I’m going to be talking about this much more in the future, but for now, the bottom line is simple: with a well-structured plan, it is possible to set up an online business to maximize your personal tax advantage while minimizing sovereign risk.
There is great danger, however, in establishing an overseas structure without performing substantial research into the tax implications of your home country.
I’m going to help you solve this problem in a few weeks– early next year, I will bring you some really valuable information from some top North American tax advisers who specialize in offshore structures; they’ll teach you what you need to watch out for.
For instance, you may want to consider structuring your business in a country that has a comprehensive tax treaty with your home country. Switzerland is a great example that has treaties with both the US and Canada. Zero-tax jurisdictions like Panama or BVI do not have tax treaties.
More to follow on this in a few weeks, it’s an incredibly important topic that merits more than a short-answer.
2) Peter asks: “What do you think about Israel? In spite of all the political unrest in the news, Israel has a growing GDP and has a decreasing trade deficit.”

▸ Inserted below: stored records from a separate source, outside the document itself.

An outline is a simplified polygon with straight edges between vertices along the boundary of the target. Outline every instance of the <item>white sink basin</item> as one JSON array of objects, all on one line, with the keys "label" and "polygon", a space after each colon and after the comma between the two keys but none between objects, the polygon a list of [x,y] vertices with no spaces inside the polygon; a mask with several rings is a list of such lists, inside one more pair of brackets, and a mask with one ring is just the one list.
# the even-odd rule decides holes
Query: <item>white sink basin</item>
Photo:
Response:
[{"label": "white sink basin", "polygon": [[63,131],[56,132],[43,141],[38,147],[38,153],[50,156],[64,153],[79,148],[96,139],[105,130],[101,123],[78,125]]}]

This is a great question. My take on Israel is that it’s a great place for second (fairly valuable) citizenship. If you’re willing to convert to Judaism and live in Israel for a bit, you can obtain an Israeli passport fairly easily.
Other than that, I’m not keen on investing in the country; it’s too closely tied with the United States, and there is no ‘blood in the streets’ discount that you would expect of a nation perpetually at war.
If you compare Israel to a place like Sri Lanka, there is no contest when it comes to value.
3) Stefan asks: “I have an account at DBS (Singapore) but they do not give any information about bankruptcy protection. Do you know anything about this? Do you prefer other Singapore banks? Any idea for a safe deposit box in Singapore?”
I can’t comment specifically on DBS, but you should always, ALWAYS, feel comfortable with the balance sheet of your financial institution. Banks in the US are backed by the FDIC, and this gives some people confidence in their account value.
I am not one of them. I bank overseas because I trust in the financial solvency of overseas institutions, but it means I have to do my homework.
Even the most cursory analysis can say a lot about a bank– what is their ratio of liquid assets to deposits? Does the loan portfolio consist of ticking time bombs? How well are they provisioned against loss?
This is why I wrote about Islamic banking a few weeks ago; based on requirements of their religious law, Islamic banks tend to have higher capital adequacy ratios, providing a greater cushion against insolvency in the event of a financial cataclysm.
There are several Islamic banking institutions in Singapore, though overall I’m quite confident in the country’s financial infrastructure. I rely on it myself.
As for gold storage in Singapore, look at Cisco-Certis. Their facilities have fantastic security, and the boxes are reasonably priced.